Eine Rebellion oder einen Putsch halte er dennoch erst dann für wahrscheinlich, wenn die Ukraine die Krim zurückerobere. Cherson könne man leicht vergessen, Putin hat diese Stadt nie erwähnt. Aber nicht die Krim. Eine Niederlage auf der Halbinsel könne dazu führen, dass Putins Leute sagen werden: “Es reicht”. Große Teile der Opposition, so Gozman, würden indes in einer vor kurzem unterzeichneten Deklaration eine Rückkehr zu den Grenzen von 1991 befürworten. 
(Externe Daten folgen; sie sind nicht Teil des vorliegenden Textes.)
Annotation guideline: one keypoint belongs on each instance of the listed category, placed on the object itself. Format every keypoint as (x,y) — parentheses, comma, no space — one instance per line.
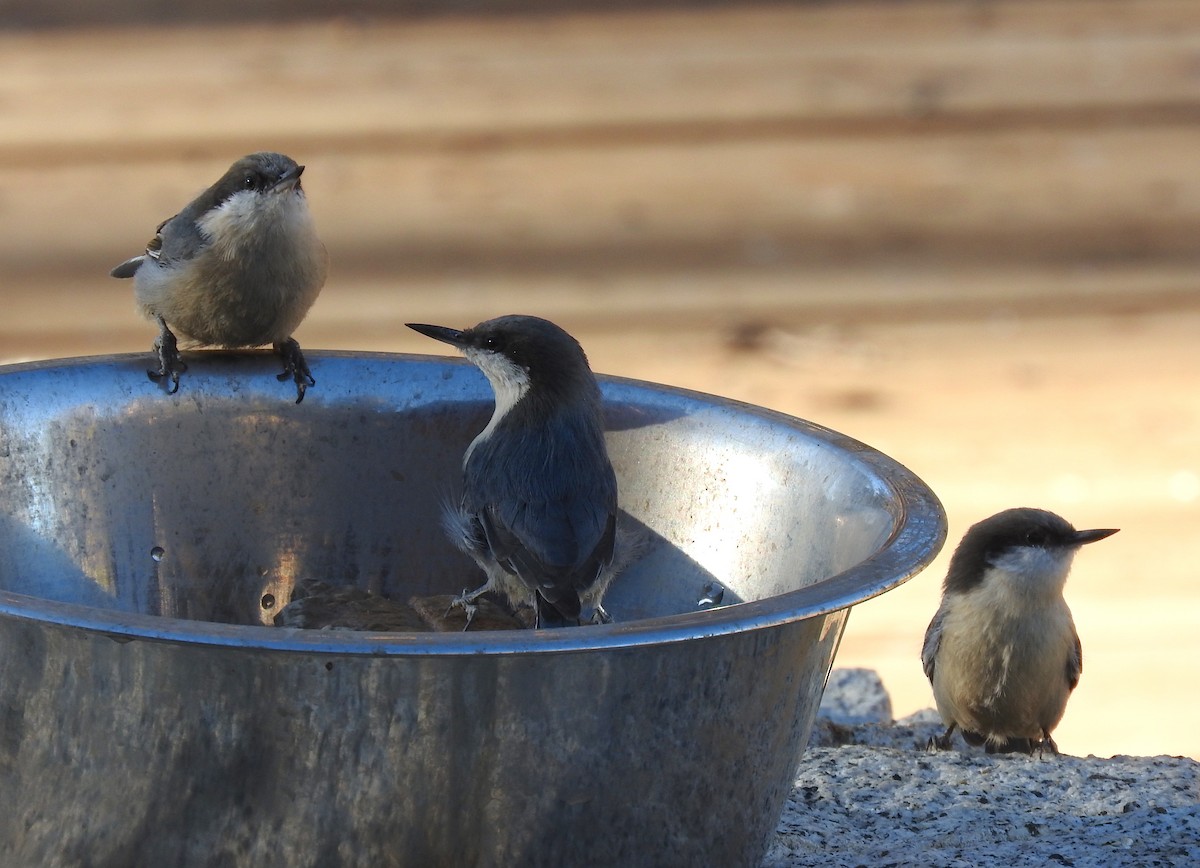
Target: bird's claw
(171,365)
(294,366)
(467,603)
Und die Zukunft Russlands? Er wisse nicht, wie Russland in Zukunft aussehen werde. Er sei jedoch überzeugt, dass es Chancen darauf gebe, dass das Land einen demokratischen Weg wählt. Gleichzeitig glaube er jedoch, dass dies nicht sofort geschehen werde. Zuvor könne uns noch eine Serie von autoritären Diktaturen erwarten. Bestenfalls, so Leonid Gozman im Gespräch mit der Rzeczpospolita. 
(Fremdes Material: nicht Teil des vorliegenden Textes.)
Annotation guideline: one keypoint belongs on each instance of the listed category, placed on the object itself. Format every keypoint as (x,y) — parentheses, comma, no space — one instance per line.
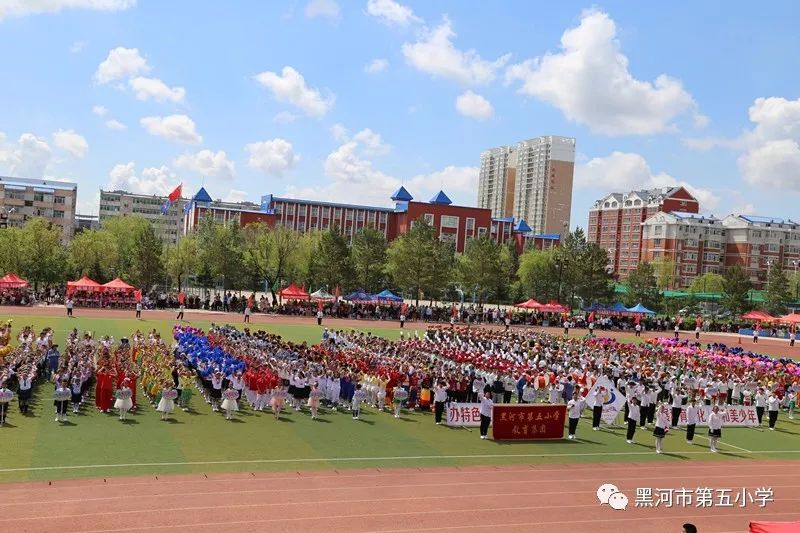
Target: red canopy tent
(293,292)
(760,316)
(553,307)
(529,304)
(84,284)
(12,281)
(117,285)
Dziennik/Gazeta Prawna: Wahlen 4000+

Die Zahl der Wahllokale werde infolge der durch die Regierungsparteim PiS vorgenommenen Gesetzesänderungen um etwa 15 Prozent, also um ca. 4 Tausend steigen, schreibt indes in der heutigen Ausgabe das Wirtschaftsblatt Dziennik/Gazeta Prawna. Die neuen Lokale würden vor allem in den ländlichen Gebieten, in Wahlkreisen mit mindestens 200 Einwohnern entstehen. Die Regierungspartei PiS, so die Zeitung, habe die Änderungen vor den Parlamentswahlen einführen wollen, da sie eben in solchen Wahlkreisen auf besonders hohe Unterstützung zählen könne. Die Wahlkampfstrategen der PiS würden darauf zählen, dass die Partei dank der Änderungen sogar mehrere hunderttausend Stimmen mehr erhalten werde. Die zusätzlichen Wahlkreise würden auch bedeuten, dass die kommenden Wahlen die teuersten in der Nachwende-Geschichte sein werden. Vor allem, da man bei 4 Tausend neuen Lokalen 20 Tausend Personen zusätzlich rekrutieren müsse, so dass in jedem Wahlkreis eine fünfköpfige Kommission funktionieren könne. Das nationale Wahlbüro mache sich darum jedoch keine Sorgen. Im diesjährigen Haushalt seien immer noch Mittel für die Kommunalwahlen reserviert. Und diese seien auf den Frühling 2024 verschoben worden, so Dziennik/Gazeta Prawna.